Melaporkan bahwa 6.3% anak yang memasuki masa sekolah di iran mempunyai risiko
ambliopia; kebanyakan karena gangguan refraksi. Di hongkong sekitar 4.4% anak prasekolah
mempunyai gangguan tajam penglihatan atau starbismus. Cia et al melaporkan prevalensi
anak di singapura 1.19% usia 30 72 bulan. Di nepal karki melaporkan 5.97% dari anak usia
4-5 tahun mempunyai ambliopia.
Tipe dari gangguan refraksi berbeda dari setiap populasi. Astigmat merupakan
gangguan refraksi paling umum di populasi kami. Hiperopia sudah ditemukan sebagai
gangguan refraksi paling banyak di baltimore pediatric eye study dan di iran. Di singapura
dimana prevalensi miopia merupakan salah satu tertinggi di dunia (11-15%). Tipe gangguan
refraksi di masyarakat bisa berubah seiring berjalannya waktu. Fan et al di hongkong
menemukan gangguan refraksi berubah dari astigmat ke miopia selama dekade 1996-2007.
Strabismus ditemukan pada 1 dari 20 anak yang tidak lolos skrining test. Prevalensi
tipe strabismus berbeda di setiap penelitian masyarakat. Esotropia paling banyak di temukan
pada populasi kulit putih dibandingkan orang asia,di asia eksotropia. Di baltimore pediatric
eye, prevalensi strabismus adalah 0.3%; kebanyakan esotropia. Chia et al. Melaporkan 0.80%
prevalensi dari strabismus pada anak usia prasekolah warga cina disingapur. Eksotropia :
esotropia adalah 7:1.
BATASAN
Batasan utama yang melekat adalah kelemahan dari penelitian menggunakan cross
sectional. Data tentang tumbuh kembang anak tidak kami kumpulkan. Gangguan tumbuh
kembang bisa menjadikan hubungan indikasi yang menjadikan suatu kelemahan visual.

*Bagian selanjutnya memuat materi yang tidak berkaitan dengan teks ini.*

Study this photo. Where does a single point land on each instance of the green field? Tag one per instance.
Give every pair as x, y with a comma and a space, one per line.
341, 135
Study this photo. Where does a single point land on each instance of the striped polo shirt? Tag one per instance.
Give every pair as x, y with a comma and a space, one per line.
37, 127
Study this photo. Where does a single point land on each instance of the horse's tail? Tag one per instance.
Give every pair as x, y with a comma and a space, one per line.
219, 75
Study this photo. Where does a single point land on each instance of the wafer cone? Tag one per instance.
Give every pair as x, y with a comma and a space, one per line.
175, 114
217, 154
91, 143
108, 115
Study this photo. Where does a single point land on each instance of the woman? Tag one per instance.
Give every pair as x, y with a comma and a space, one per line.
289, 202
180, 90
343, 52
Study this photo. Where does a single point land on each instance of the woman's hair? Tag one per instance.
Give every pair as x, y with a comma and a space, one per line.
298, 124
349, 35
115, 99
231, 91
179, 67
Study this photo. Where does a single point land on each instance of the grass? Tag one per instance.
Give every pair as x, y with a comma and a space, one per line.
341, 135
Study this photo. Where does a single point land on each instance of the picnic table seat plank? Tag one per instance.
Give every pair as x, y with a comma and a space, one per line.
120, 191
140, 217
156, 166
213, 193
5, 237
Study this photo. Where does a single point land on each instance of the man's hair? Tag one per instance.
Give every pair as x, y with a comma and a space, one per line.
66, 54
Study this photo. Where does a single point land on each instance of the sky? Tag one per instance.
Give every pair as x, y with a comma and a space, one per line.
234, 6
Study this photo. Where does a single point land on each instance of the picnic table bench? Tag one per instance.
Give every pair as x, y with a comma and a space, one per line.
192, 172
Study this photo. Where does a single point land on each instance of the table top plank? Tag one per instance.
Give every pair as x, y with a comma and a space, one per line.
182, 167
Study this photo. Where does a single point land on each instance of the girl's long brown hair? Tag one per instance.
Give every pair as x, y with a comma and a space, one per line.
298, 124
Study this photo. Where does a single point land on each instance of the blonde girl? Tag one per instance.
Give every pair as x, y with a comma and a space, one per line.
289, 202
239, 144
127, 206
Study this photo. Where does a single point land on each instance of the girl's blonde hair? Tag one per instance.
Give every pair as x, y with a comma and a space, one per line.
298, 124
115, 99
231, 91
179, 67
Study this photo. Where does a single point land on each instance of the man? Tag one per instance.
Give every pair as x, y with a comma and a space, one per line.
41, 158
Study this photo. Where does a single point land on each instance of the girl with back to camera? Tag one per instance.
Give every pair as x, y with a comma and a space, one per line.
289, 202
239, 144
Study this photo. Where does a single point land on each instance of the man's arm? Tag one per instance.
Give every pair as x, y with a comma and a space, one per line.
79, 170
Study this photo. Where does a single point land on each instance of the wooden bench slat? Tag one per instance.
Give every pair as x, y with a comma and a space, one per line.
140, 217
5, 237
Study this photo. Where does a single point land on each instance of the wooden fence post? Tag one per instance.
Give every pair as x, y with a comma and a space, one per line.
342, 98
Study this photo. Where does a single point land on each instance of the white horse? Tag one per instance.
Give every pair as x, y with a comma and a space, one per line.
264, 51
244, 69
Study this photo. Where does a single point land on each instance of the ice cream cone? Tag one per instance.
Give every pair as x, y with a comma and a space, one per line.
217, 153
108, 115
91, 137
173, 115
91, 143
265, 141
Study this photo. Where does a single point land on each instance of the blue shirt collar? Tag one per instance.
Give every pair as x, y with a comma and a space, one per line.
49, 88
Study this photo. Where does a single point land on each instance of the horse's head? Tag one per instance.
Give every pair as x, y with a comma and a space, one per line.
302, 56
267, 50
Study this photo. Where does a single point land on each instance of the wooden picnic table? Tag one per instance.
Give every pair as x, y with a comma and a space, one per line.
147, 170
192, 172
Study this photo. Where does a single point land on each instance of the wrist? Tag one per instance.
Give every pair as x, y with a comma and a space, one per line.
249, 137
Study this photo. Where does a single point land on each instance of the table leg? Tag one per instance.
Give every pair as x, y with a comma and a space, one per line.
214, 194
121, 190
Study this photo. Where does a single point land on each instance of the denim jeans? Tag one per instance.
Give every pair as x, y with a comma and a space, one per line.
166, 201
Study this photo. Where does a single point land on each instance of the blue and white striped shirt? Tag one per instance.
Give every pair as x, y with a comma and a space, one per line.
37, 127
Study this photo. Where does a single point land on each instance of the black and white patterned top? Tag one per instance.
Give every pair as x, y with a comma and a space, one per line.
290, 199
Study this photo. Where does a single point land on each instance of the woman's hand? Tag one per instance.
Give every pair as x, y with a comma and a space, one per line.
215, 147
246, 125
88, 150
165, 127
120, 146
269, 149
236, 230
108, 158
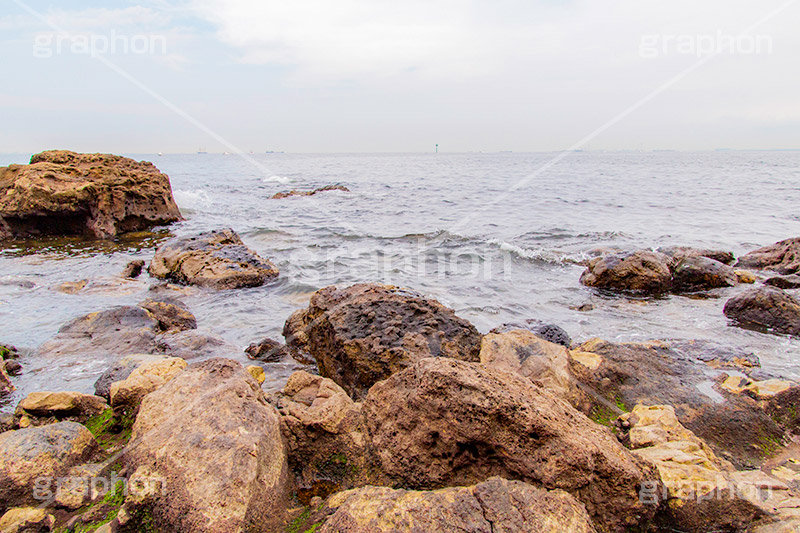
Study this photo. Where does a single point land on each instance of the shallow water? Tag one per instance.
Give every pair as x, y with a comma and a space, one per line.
491, 235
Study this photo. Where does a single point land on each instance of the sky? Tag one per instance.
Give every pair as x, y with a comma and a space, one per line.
388, 76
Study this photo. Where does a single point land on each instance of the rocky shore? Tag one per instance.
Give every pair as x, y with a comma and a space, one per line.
402, 416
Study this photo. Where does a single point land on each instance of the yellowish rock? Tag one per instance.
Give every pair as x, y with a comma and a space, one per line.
745, 276
146, 378
257, 372
23, 519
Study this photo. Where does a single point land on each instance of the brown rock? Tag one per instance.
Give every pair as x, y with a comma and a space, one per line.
367, 332
325, 436
268, 350
278, 196
216, 259
701, 273
44, 453
133, 269
783, 257
213, 439
445, 422
641, 272
172, 315
493, 506
65, 193
765, 307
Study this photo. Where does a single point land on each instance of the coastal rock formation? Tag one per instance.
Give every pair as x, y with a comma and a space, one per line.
641, 272
444, 422
66, 193
268, 350
654, 373
278, 196
765, 307
126, 395
700, 493
324, 433
782, 257
701, 273
211, 437
679, 252
367, 332
493, 506
45, 452
216, 259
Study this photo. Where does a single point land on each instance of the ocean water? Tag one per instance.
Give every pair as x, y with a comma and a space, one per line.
498, 237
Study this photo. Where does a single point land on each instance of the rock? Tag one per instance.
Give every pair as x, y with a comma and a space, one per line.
33, 458
523, 352
120, 370
278, 196
65, 193
258, 373
126, 395
268, 350
133, 269
765, 307
493, 506
700, 496
641, 272
216, 259
791, 281
700, 273
61, 405
548, 332
654, 373
745, 276
27, 520
325, 436
782, 257
172, 315
678, 252
236, 480
445, 422
367, 332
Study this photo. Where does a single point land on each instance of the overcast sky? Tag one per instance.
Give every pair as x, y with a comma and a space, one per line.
377, 75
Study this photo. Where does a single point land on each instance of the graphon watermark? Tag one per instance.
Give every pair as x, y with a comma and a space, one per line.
703, 45
49, 44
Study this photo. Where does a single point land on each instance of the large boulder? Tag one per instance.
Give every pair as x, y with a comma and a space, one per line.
324, 432
493, 506
32, 459
216, 259
640, 272
211, 437
679, 374
701, 273
782, 257
367, 332
444, 422
66, 193
765, 307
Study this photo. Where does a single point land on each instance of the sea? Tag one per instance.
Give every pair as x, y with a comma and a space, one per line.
499, 237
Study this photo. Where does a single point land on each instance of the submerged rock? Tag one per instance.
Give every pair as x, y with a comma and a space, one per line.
367, 332
641, 272
214, 442
782, 257
39, 453
445, 422
66, 193
216, 259
493, 506
278, 196
766, 307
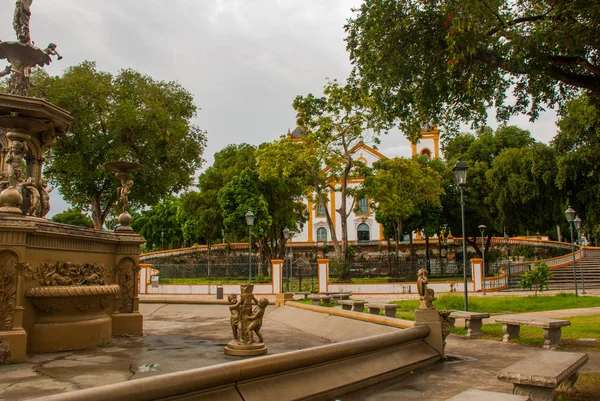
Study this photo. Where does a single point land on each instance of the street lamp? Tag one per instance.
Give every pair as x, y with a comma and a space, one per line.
482, 229
507, 256
570, 214
250, 222
578, 222
460, 177
286, 235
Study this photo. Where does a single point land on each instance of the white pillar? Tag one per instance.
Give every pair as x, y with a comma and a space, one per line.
144, 277
477, 273
323, 274
277, 270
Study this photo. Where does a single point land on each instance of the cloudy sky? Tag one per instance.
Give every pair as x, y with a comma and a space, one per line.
243, 60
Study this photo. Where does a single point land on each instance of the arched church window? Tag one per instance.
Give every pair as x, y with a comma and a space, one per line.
321, 234
363, 233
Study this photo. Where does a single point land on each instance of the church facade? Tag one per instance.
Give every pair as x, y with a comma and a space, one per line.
362, 226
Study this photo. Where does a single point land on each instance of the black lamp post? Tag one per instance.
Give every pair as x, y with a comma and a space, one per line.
460, 177
570, 214
578, 223
482, 229
250, 222
287, 235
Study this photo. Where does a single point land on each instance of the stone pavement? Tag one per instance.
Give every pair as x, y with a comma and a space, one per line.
185, 336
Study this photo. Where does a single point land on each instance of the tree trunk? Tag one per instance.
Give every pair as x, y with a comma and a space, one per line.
99, 216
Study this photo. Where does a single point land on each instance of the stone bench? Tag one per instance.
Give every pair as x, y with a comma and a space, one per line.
388, 309
539, 376
473, 321
349, 304
480, 395
511, 325
340, 295
316, 300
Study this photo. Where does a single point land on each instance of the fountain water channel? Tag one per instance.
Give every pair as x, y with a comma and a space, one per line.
61, 287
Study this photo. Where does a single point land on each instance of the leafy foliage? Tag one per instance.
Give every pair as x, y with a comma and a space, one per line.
402, 188
161, 225
448, 61
536, 278
74, 217
577, 146
131, 117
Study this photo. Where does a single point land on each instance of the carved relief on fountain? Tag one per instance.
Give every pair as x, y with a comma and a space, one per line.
63, 284
127, 271
10, 269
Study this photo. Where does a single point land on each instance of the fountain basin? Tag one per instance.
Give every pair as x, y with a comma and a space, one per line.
70, 317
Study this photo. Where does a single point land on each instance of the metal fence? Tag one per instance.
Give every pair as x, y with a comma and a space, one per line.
388, 270
300, 276
213, 273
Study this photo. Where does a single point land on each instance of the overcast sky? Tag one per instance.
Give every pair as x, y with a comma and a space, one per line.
243, 60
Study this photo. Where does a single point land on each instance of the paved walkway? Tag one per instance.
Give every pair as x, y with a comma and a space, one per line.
211, 299
179, 337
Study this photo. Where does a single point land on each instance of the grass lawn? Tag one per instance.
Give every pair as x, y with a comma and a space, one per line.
216, 280
508, 304
587, 386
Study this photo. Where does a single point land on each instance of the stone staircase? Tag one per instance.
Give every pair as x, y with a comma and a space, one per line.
562, 277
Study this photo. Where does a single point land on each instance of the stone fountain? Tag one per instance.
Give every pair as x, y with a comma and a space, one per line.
61, 287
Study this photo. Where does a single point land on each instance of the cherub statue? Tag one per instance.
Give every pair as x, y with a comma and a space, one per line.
45, 197
255, 320
123, 192
35, 205
236, 320
51, 51
16, 156
3, 181
422, 287
21, 20
5, 71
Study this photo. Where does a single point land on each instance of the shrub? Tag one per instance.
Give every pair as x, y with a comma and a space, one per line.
537, 277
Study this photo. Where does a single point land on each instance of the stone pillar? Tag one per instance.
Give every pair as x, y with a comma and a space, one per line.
144, 278
477, 274
276, 274
323, 274
431, 318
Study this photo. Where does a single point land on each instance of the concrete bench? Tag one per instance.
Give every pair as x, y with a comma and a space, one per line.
473, 321
540, 375
316, 300
479, 395
340, 296
349, 304
388, 309
511, 325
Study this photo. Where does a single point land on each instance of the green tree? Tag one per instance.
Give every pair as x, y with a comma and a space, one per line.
205, 208
240, 195
128, 116
402, 188
161, 225
74, 217
335, 124
577, 145
523, 192
479, 151
537, 277
448, 61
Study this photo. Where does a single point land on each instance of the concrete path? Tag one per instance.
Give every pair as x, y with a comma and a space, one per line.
185, 336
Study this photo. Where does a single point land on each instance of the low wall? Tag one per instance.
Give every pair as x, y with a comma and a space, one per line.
330, 371
397, 288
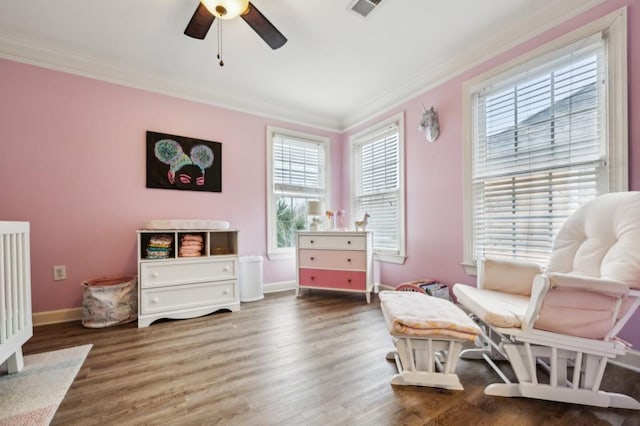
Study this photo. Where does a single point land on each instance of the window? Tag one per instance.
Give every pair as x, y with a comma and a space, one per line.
297, 172
542, 141
377, 166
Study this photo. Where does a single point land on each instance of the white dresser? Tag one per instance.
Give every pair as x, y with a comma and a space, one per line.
339, 261
179, 281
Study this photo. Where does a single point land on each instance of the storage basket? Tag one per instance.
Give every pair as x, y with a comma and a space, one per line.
109, 301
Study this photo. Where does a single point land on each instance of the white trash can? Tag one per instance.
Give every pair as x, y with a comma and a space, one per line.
251, 286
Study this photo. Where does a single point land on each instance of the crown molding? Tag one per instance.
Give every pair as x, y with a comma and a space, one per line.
46, 56
476, 54
43, 54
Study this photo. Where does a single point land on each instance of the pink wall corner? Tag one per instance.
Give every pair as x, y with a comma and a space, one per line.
73, 165
434, 171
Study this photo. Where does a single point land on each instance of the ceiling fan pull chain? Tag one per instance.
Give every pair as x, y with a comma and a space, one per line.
221, 63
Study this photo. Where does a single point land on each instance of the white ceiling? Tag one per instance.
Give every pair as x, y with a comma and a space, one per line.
336, 70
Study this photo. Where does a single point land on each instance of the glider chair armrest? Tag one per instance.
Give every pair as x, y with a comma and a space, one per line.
596, 285
508, 276
576, 305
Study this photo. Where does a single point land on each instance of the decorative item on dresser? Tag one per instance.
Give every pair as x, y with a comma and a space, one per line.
340, 261
185, 273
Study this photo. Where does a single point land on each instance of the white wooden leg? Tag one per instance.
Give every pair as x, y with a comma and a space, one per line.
15, 363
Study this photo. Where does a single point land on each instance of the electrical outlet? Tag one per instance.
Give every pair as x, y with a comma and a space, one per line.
59, 273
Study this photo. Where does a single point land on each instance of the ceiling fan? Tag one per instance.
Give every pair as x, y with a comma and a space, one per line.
208, 10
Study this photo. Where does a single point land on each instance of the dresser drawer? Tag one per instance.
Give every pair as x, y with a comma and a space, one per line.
159, 274
332, 259
332, 242
175, 298
340, 280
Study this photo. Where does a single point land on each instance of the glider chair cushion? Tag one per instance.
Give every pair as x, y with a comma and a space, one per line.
566, 317
595, 260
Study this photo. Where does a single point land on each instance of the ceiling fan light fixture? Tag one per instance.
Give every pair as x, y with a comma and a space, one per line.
226, 9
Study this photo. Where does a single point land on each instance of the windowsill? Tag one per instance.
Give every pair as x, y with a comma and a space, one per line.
390, 258
470, 268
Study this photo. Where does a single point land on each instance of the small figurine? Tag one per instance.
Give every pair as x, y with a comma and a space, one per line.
361, 225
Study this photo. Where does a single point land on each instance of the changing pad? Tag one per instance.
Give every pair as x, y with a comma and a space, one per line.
185, 224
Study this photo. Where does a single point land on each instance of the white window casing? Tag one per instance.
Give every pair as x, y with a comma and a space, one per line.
297, 171
377, 185
542, 134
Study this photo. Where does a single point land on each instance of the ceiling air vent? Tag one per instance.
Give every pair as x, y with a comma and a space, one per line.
363, 7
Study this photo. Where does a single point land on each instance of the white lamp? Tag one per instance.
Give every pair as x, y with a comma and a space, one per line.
226, 9
315, 208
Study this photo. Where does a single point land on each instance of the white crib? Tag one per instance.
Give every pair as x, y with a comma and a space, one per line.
16, 326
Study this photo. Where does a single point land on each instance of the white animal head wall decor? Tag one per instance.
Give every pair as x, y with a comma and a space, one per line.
429, 124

Angka non responden sekitar 11% yang bisa menjadi bias. Bias ini terjadi karena
dimana anak yang sudah menggunakan kacamata atau kecendrungan anak untuk tidak
mengikuti penelitian. Meskipun dengan sampel yang lebih banyak belum tentu mengurangi
bias. Anak-anak hanya ditest tajam penglihatan dan streopsis saja. Pemeriksaan lebih
mendalam hanya dilakukan jika gagal untuk mengikuti skrining. Anak dengan strabismus
ringan bisa tidak terdeteksi karena hirscberg test dan cover test tidak dilakukan di lapangan.
KESIMPULAN
Penelitian ini sangat kecil tapi merupakan langkah penting untuk mengerti masalah
dari kelemahan visual pada anak usia prasekolah. Penelitian kami menunjukan bahwa sangat
layak untuk memastikan tajam penglihatan dan streopsis pada grub usia ini. Bagaimanapun
juga skrining untuk pengliatan pada anak usia prasekolah belum dilakukan. Penelitian lebih
lanjut sangat dibutuhkan pada aspek ini.